CQC calls for NHSE to publish 'safety test' of triage apps amid warnings of variation
Healthcare apps that triage patients should be put through a ‘fair test of clinical performance’ published by NHS England to ensure their safety, according to the Care Quality Commission.
In addition, the Department of Health and Social Care should look into whether ‘safety-netting’ advice should be available to the public about how to use symptom checkers, said the CQC.
The CQC made the recommendations as part of work to shape its approach to regulating healthcare apps.
It found digital triage tools are currently not fully clinically validated or tested by product regulators and discovered ‘there is great variation in their clinical performance’.
NHS England and other bodies should assess where people have been wrongly escalated, resulting in undue anxiety, as well as where tools have failed to address people’s ill health, said the CQC.
Meanwhile it concluded that members of the public use digital triage tools differently – with some treating them similar to a web search to understand symptoms, while others will follow the advice about care.
In a report on its work exploring how to regulate digital triage tools and apps, the CQC said: ‘We suspect that people are not clear about what they are using and how they should treat it.’
The CQC consulted with six technology providers as part of its work, including digital triage service E-consult, NHS 111’s online service, and video consultation provider DoctorLink.
DoctorLink chief executive Rupert Spiegelberg said a system of regulation was needed to ensure apps were trusted.

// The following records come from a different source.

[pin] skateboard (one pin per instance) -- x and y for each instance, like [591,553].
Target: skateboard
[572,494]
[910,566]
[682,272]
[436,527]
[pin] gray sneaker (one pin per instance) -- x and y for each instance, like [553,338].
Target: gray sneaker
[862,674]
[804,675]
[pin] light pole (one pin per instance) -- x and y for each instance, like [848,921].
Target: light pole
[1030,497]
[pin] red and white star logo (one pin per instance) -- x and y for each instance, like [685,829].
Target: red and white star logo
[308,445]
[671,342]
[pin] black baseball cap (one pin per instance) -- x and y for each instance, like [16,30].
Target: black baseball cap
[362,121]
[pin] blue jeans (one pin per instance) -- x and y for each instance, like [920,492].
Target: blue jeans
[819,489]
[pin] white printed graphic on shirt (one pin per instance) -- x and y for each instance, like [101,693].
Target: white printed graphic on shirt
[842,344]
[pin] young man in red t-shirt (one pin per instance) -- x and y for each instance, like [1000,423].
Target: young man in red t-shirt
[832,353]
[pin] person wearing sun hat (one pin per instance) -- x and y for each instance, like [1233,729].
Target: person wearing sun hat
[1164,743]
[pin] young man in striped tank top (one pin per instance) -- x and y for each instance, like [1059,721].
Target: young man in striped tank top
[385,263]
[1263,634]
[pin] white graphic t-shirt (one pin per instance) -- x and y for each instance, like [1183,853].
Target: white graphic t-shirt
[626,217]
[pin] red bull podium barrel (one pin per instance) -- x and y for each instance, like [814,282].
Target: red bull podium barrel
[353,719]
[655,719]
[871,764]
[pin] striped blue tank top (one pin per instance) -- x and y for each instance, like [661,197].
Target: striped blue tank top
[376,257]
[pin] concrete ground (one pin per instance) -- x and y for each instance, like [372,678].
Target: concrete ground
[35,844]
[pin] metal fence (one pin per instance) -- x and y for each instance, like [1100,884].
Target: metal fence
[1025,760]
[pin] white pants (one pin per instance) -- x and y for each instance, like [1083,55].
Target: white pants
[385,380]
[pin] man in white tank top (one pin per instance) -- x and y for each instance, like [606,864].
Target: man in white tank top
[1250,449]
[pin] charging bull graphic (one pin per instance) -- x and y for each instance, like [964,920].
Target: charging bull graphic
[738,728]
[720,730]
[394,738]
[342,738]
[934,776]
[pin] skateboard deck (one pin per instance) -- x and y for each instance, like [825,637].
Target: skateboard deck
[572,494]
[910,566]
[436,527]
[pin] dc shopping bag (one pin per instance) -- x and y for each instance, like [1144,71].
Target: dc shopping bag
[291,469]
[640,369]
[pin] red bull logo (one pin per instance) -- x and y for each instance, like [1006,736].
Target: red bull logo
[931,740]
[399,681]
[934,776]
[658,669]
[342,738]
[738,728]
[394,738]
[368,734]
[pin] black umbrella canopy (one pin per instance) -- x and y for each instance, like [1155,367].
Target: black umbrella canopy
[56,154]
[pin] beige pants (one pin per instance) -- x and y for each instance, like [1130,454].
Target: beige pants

He said: ‘We welcome the regulations, we would like to see all medical apps tested in an independent audit.’
The CQC has published a total of five recommendations on how national bodies can work together to ensure apps and online tools are regulated.
In the past, some online GP providers have claimed their app's clinical advice is as good as a GP's. In 2018, Babylon's GP at Hand app, which offers a symptom checker and video consultation service to NHS patients, claimed its chatbot advice is 'on-par' with family doctors.
An official review of GP at Hand was not tasked with assessing its safety and instead focussed on how the model and funding arrangements worked - though NHS England has previously said it is continuously evaluating the service.
A spokesperson for NHSX, the body representing digital transformation in the health service, said: 'NHSX is working with NICE, Medicines and Healthcare products Regulatory Agency and other bodies to develop clear standards which prioritise patient safety while at the same time encouraging the development of new and effective digital health technology which can deliver benefits for patients and staff alike.
'We always recommend the public use the NHS website or the 111 phone or online service when seeking health advice.'
The CQC’s five recommendations in full
Recommendation 1: The Department of Health and Social Care, NHS England/Improvement and NHSX should consider including complex digital health interventions such as digital triage in the scope of their work to develop commercial standards for IT-related contracting across the NHS.
Recommendation 2: NHSX and NHS England should work with NICE and NHS Digital to develop and publish the results of a fair test of clinical performance.
Recommendation 3: NICE and its commissioners should consider whether its accreditation scheme, or a similar initiative, should be reopened to support tech suppliers where they are developing clinical content.
Recommendation 4: The Department of Health and Social Care should consider whether there should be common safety-netting advice for the public for all symptom checkers and digital triage tools (even those that are not regulated as a medical device). Advice should clearly explain how to use the tools and confirm with the user whether they are happy to proceed before booking an appointment or to share the information they have provided with other health professionals.
Recommendation 5: NHS England, analytically advanced integrated care systems, research funding bodies and Health Data Research UK should consider how they can work in partnership with technology suppliers to help healthcare providers, researchers, and commissioners to make the most of the information from these tools to improve efficiency and outcomes for people.